Luger Proof Marks

ghengiskhan

New member
What kind of Luger proof marks are these? I've never seen them.

Y3a6u0A.jpg


Y3a6u0A.jpg
 
I am willing to be educated, but I don't think that is an official proof mark; more likely it is a factory inspection marking. Both those toggles appear to be from the same factory, even very close in production date; what are the top markings?

Later edit: It does look a bit like the Weimar era Reichsadler but not what is usually seen. That location was used, at times, for a factory marking indicating that the breechblock had gone through the hardening process.

Jim
 
Sorry, I messed up the first image.

19lvtNS.jpg


No date, toggle is DWM. The proof marks aren't listed in any of my sources, verly perplexing.
 
What kind of Luger proof marks are these? I've never seen them.

According to Costanzo's book, they are:

"1934 Simson military surplus parts proof. Noted on 1933 reworks of WWI military and commercial models.
Locations noted: left breech block, right barrel, right receiver."
 
I wonder why they would put three on the barrel?

That's not the barrel; That's the barrel extension, aka "bifurcated receiver."
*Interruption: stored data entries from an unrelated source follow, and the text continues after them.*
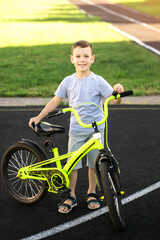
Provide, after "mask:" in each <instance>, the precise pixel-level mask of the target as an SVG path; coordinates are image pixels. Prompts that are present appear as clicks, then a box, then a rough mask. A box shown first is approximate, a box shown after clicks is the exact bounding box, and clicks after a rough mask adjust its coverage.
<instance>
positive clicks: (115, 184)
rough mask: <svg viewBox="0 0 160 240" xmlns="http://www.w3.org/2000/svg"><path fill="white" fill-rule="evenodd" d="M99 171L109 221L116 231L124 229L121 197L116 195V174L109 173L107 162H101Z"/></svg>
mask: <svg viewBox="0 0 160 240" xmlns="http://www.w3.org/2000/svg"><path fill="white" fill-rule="evenodd" d="M100 169H101V170H100V174H101V180H102V186H103V192H104V197H105V200H106V203H107V206H108V209H109V214H110V217H111V220H112V222H113V224H114V226H115V228H116V229H117V230H123V229H124V228H125V215H124V210H123V206H122V202H121V196H120V194H119V193H118V191H119V186H118V185H119V184H118V178H117V175H116V172H113V171H111V169H110V165H109V163H108V161H102V162H101V168H100Z"/></svg>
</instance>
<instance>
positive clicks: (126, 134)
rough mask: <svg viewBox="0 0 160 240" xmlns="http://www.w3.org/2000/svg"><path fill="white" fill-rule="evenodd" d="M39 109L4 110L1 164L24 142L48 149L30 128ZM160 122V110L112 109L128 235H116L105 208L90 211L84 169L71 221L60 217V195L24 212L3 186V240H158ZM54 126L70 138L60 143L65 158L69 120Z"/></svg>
mask: <svg viewBox="0 0 160 240" xmlns="http://www.w3.org/2000/svg"><path fill="white" fill-rule="evenodd" d="M40 109H42V107H23V108H22V107H21V108H15V107H12V108H11V107H10V108H9V107H6V108H5V107H1V108H0V115H1V118H0V126H1V135H0V140H1V151H0V159H1V158H2V154H3V153H4V151H5V149H6V148H7V147H8V146H10V145H11V144H13V143H15V142H17V141H18V139H19V138H20V137H24V138H29V139H32V140H34V141H36V142H38V143H39V144H40V145H41V146H43V141H44V140H45V138H38V137H37V136H36V135H35V134H34V133H33V132H32V130H31V129H29V128H28V120H29V118H30V117H31V116H35V115H36V114H38V113H39V111H40ZM159 119H160V106H159V105H154V106H152V105H150V106H142V105H141V106H136V105H135V106H131V105H125V106H124V105H120V106H110V114H109V126H110V127H109V140H110V146H111V149H112V152H113V153H114V155H115V157H116V158H117V159H118V160H119V162H120V167H121V177H122V182H123V184H124V189H125V192H126V194H125V196H124V199H123V203H124V210H125V213H126V222H127V228H126V230H125V231H124V232H121V233H118V232H116V231H115V229H114V227H113V226H112V223H111V221H110V218H109V215H108V212H107V207H106V206H105V204H104V205H103V208H101V209H100V210H98V211H95V212H90V211H89V210H88V209H87V207H86V202H85V195H86V191H87V169H86V168H84V169H83V170H81V172H80V174H79V179H78V184H77V199H78V207H77V208H76V209H74V210H73V211H72V212H71V213H70V214H69V215H61V214H59V213H58V212H57V210H56V209H57V204H58V203H59V201H60V199H59V197H58V196H57V195H55V194H51V193H49V194H47V196H46V197H45V198H44V199H43V200H42V201H40V202H39V203H37V204H35V205H32V206H25V205H21V204H19V203H17V202H16V201H14V200H13V199H12V198H10V196H9V195H8V194H7V192H6V191H5V189H4V187H3V185H2V181H0V226H1V227H0V239H1V240H20V239H26V240H29V239H32V240H36V239H47V240H51V239H54V240H62V239H71V240H73V239H77V240H82V239H83V240H111V239H112V240H117V239H119V240H124V239H130V240H159V236H160V227H159V226H160V219H159V213H160V204H159V203H160V178H159V169H160V161H159V160H160V157H159V156H160V148H159V136H160V129H159ZM50 122H52V123H55V124H60V125H64V126H65V127H66V133H65V134H62V135H60V136H57V137H56V142H57V144H58V146H59V147H60V152H61V153H63V152H65V151H66V149H67V130H68V127H67V126H68V123H69V116H68V115H66V114H65V115H63V116H60V117H58V118H55V119H51V120H50ZM117 137H118V138H117ZM62 143H63V144H62Z"/></svg>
It would indicate that three different procedures or inspections were performed. Remember: We're talking about Germans here.
 
The three identical marks is unusual and lends itself to the idea that someone (Simson?) was trying to emulate the earlier markings. The usual three marks are an inspection mark for the receiver as a receiver, one for the assembled pistol, and one (usually larger and/or different) indicating that the pistol passed firing proof. In the Nazi era, the first two would have the same WaA number, the firing proof mark would have an eagle and swastika.

Jim
 
I don't know about this specific case, but a lot of European proof houses have degrees of proof, Provisional, Definitive, and Superior. Sometimes each level has its own proof mark, sometimes they just whack it again.
 
Jim, I don't think that was the case here, but with Simson it sort is all bets off; they just did things differently.
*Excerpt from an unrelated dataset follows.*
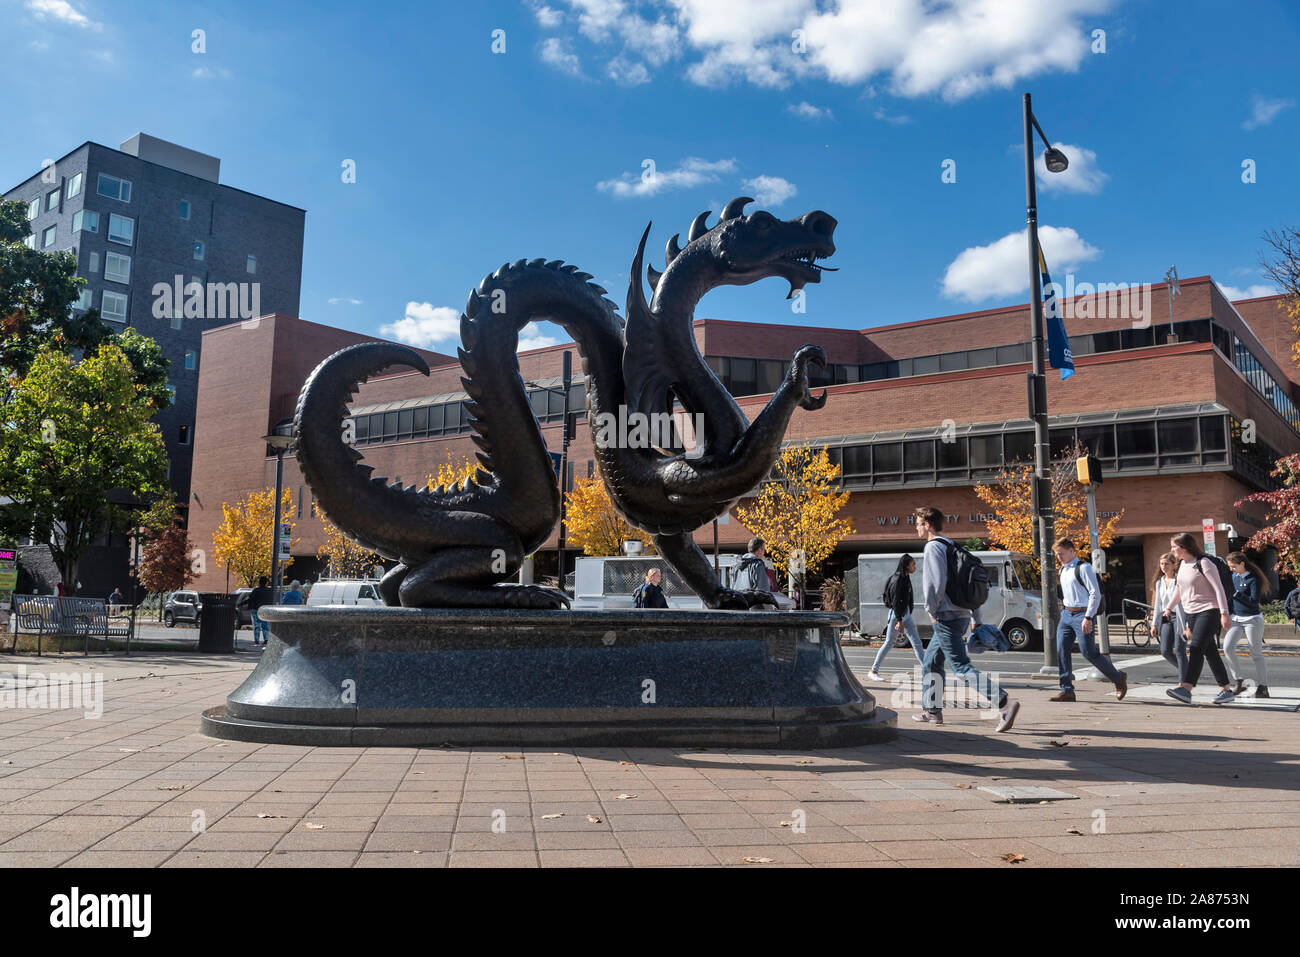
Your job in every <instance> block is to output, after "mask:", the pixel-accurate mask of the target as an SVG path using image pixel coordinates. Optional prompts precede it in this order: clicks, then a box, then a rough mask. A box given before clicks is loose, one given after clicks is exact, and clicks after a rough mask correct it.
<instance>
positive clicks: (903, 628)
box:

The inspection marks (the WaA marks) served two purposes. They showed that the part had passed dimensional checks (gauges) and/or gone through whatever other processes were required for that part, like heat treatment. But they also told anyone "down the line" that that part was OK to be used in assembly. If the part was not appropriately stamped, it would be set aside and not used.
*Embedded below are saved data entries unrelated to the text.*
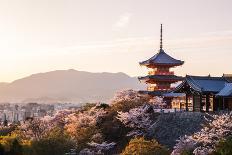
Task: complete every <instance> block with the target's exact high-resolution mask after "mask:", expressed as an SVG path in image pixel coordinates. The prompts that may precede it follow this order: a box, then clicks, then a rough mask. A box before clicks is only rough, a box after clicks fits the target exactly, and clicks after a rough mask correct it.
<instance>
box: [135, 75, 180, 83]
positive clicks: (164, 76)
mask: <svg viewBox="0 0 232 155" xmlns="http://www.w3.org/2000/svg"><path fill="white" fill-rule="evenodd" d="M138 79H139V80H140V81H144V82H170V83H173V82H178V81H182V80H183V79H184V78H183V77H180V76H170V77H169V76H167V75H157V76H156V75H148V76H144V77H138Z"/></svg>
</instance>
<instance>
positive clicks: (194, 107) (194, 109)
mask: <svg viewBox="0 0 232 155" xmlns="http://www.w3.org/2000/svg"><path fill="white" fill-rule="evenodd" d="M195 103H196V96H195V94H193V111H195Z"/></svg>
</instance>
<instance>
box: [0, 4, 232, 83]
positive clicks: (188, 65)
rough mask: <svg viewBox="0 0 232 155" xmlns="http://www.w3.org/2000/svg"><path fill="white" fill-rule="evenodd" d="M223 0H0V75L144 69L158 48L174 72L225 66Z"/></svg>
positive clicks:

The whole process was labor and time intensive. I am sure the folks who spent the war stamping small parts were darned glad they were not freezing on the Ostfront, but the waste of manpower (not many women in those factories) must have been incrediible. And it was absurd; by WWII, Germany had the most modern precision production equipment in the world; gauging and stamping each part (rather than just spot checking) must have absorbed tens of thousands of people in German industry. Even if some were not suitable for active military service, or were "guest workers" (as the Germans called foreign slave labor) surely they could have been better used elsewhere.